Не знаю, что сказать.


3

   Да –   композиция.  Единство времени — сутки. Три человека.  Хотя один и не совсем... Два землекопа и две трети... 2/3 землекопа кладут цветы из «О-Кея» на плиту с посредственными  стихами  и потом  разговаривают с любовником... Один  проводит время  за потрепанным компом и подозрительно для него  дорогой бутылкой французского коньяка и вспоминает покойного  друга...Где еще один?

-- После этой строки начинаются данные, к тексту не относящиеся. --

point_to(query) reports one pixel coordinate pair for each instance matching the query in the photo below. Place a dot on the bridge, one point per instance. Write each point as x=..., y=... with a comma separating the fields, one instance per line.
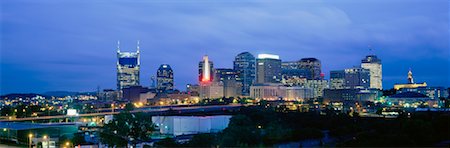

           Пришла из библиотеки. Съела йогурт и бутерброд с колбасой. Выпила чашку чая без сахара. Вымыла посуду. Слушает Шуберта: «Аве Мария». В этот день она всегда слушает Шуберта и плачет. Только это... Под Шуберта особенно   хорошо плачется...

Ave Maria Mater Dei
Ora pro nobis peccatoribus
Ora, ora pro nobis
Ora, ora pro nobis peccatoribus
Nunc et in hora mortis
In hora mortis nostrae
In hora mortis, mortis nostrae
In hora mortis nostrae
Ave Maria

Славься Мария, матерь Божия
Молись за нас, грешников...
Сейчас, и в наш смертный час
В наш смертный час
В наш смертный час
Аве, Мария

      Хотя это уже не Шуберт. Молитва... 

4

— Петечка, ты ведро вынес?
—Извини, мама,  забыл.
—Вынеси пожалуйста...
—Но у меня сейчас Дима в гостях...
—Он подождет, пока вынесешь.
—Я лучше  пойду с ним — вызываюсь  я...
         
           В обществе петькинй мамы мне по временам становится...  приторно...   Словно обглотался желтой сахарной ваты в парке культуры и отдыха...     Мы накидываем куртки и спускаемся во двор.
    —А сама не может выкинуть разок?
     —Крыс боится. Раз увидела на помойке — чуть в обморок не упала. Грызуны чуму разносят. И бешенство...    
    —Что тебя покусают, она не боится? И взбесишься?
    —Но я мужчина. Мужчина должен... Он смелый. Защитник. Папы теперь нет — теперь я ее защитник. Она одна без меня не справится... Я вырасту и буду о ней в старости заботиться. Она все для меня делает. А от бешенства прививка есть... Даже если укусит, не помрешь. Правда, говорят, много уколов... 
     —И что   все делает? Моя тоже делает, но так не разговаривает...   А разве на твою маму прививка не действует? 
     —Она стирает, и гладит, и готовит... 
     —И с домашкой тебе помогает?
     —Нет, учусь я сам... Делов-то...   Ее и спрашивать бесполезно... У нее образование –   средняя школа. Проще в интернете найти.  Она меня родила, поэтому высшего образования   не получила...  Говорит — ты мужчина, должен быть умным, а я твоя мама и тебя люблю... 
             
       Наперегонки забегаем на четвертый этаж... В конце Петька отпихивает меня в сторону, я хватаю его за рукав... Слышен хруст... Куртка разошлась по шву. Мой друг меняется в лице.         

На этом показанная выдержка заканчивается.